Regular Expression for finding double characters in Bash

This really is two questions, and should have been split up. But since the answers are relatively simple, I will put them here. These answers are for GNU grep specifically.

a) egrep is the same as grep -E. Both indicate that "Extended Regular Expressions" should be used instead of grep's default Regular Expressions. grep requires the backslashes for plain Regular Expressions.

From the man page:

Basic vs Extended Regular Expressions

In basic regular expressions the meta-characters ?, +, {, |, (, and ) lose their special meaning; instead use the backslashed versions \?, \+, \{, \|, \(, and \).

See the man page for additional details about historical conventions and portability.

b) Use egrep '(.)\1{N}' and replace N with the number of characters you wish to replace minus one (since the dot matches the first one). So if you want to match a character repeated four times, use egrep '(.)\1{3}'.


This would look for 2 or more occurences of the same character:

grep -E '(.)\1+' file

If your awk has the -o option this would print it each match on a new line..

grep -Eo '(.)\1+' file

To find matches with exactly 3 matches:

grep -E '(.)\1{2}' file

Or 3 or more:

grep -E '(.)\1{2,}' file

etc..


edit

Actually @stephane_chazelas is right about back references and -E. I had forgotten about that. I tried it in BSD grep and GNU grep and it works there but it is not in some other greps. You would need to use one of the below version..

Regular grep versions:

grep '\(.\)\1\{1,\}' file

grep -o '\(.\)\1\{1,\}' file

grep '\(.\)\1\{2\}' file

grep '\(.\)\1\{2,\}' file

The -o option is also not standard grep BTW (probably if your grep understands -o it can also do the back reference)..


Note: grep -E '(.)\1{2,}' file and grep '\(.\)\1\{2\}' file are wrong as alexis indicated and should be ignored..

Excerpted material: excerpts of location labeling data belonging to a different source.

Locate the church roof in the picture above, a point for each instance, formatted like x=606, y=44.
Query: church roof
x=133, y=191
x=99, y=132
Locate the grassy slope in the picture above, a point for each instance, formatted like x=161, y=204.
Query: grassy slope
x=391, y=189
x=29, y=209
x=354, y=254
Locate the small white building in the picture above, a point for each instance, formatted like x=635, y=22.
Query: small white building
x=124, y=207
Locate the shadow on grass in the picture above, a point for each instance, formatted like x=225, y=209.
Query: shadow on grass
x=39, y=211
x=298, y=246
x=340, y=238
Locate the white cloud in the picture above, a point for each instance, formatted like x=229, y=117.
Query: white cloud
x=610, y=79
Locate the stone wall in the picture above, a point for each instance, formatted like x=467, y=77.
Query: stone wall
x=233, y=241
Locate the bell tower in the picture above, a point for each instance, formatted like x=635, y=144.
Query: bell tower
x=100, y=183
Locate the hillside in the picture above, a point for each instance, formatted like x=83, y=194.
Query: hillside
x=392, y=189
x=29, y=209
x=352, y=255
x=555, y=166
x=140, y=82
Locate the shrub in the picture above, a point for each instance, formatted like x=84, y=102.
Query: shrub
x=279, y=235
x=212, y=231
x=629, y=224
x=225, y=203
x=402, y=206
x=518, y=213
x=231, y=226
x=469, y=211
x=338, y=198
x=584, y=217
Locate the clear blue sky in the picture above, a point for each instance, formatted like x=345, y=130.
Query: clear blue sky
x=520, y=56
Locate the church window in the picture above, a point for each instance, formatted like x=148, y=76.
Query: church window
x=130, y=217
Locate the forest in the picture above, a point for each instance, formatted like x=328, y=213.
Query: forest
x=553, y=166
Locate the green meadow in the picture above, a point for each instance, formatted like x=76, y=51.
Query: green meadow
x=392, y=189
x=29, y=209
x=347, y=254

First, thank you all for your supporting comments and suggestions. As it turns out I was already quite close to the answer.

The Main Issue was about:

Is there a simple way to look for n occurences of the same character, e.g. aa, tttttt

Short answer:

The following [variations of] commands will repeat a at least one and infinite times

grep 'a\{1,}

grep -E \(a\)\{1,\}

egrep a{1,}

or, with GNU Regular Expressions available grep a\+


The number of repeatings are set inside the curly brackets, through the pattern {min,max}{n} repeat exactly n times, {n,} repeat at least n times and {n,m} repeat at least n but at most m times.

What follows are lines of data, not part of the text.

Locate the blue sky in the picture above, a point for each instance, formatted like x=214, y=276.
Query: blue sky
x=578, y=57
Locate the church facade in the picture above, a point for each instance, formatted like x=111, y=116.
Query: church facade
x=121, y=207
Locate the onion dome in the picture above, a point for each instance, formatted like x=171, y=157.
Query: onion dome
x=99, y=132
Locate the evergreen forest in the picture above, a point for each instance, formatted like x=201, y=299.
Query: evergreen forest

Thus, as a consequence, raised the secondary issue:

Is the necessity of setting backlashes bound to the command I use?

Short answer: Yes, the use of backslashes depends on whether one uses grep or egrep

  • grep: backslash activates metacharacters [uses Basic Regular Expressions]
  • egrep backslash de-activates metacharacters [uses Extended Regular Expressions]

As this is the short answer, I want to provide those who ran into comparable issues, I added my basic summary of what out one seemingly has to be aware of, working with grep and egrep.

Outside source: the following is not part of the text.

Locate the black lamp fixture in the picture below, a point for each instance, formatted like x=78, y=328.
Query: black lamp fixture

Basic, Extended, and GNU Regular Expressions

Basic Regular Expressions

Used in grep, ed and sed command

Basic Regular Expressions set features are:

  • Most Metacharacters, e.g. ? [ . \ ) etc. are activated through a backslash. If there is no backslash they will be taken as (part of the) search term.
  • ^ $ \< and \> are supported without a backslash
  • No shorthand characters [\b, \s, etc.]

GNU Basic Regular Expressions add to these

  • \? repeat character zero or one time (c\? matches cand cc) and is an alternative for \{0,1\}
  • \+ repeat a character at least one time (c\+ matches cc, cccccccc etc.) and is an alternative for \{1,\}

  • \| is supported (e.g. grep a\|b will look for a or b

grep -E enables the command to use the whole set of the Extended Regular Expressions:


Extended Regular Expressions [ERE]

Used in egrep, awk and emacs is the Basic Set plus quite some features.

  • Metacharacters are deactivated through a backslash
  • No back references
  • else: a lot of the the magic Regular Expressions usually can do for one

GNU Extendend Regular Expressions

adds the following features

  • shorthand classes
  • quantifiers

The two links will direct one to regular-expressions.info which, in addition to the awsome support I've got here, really helped me a lot.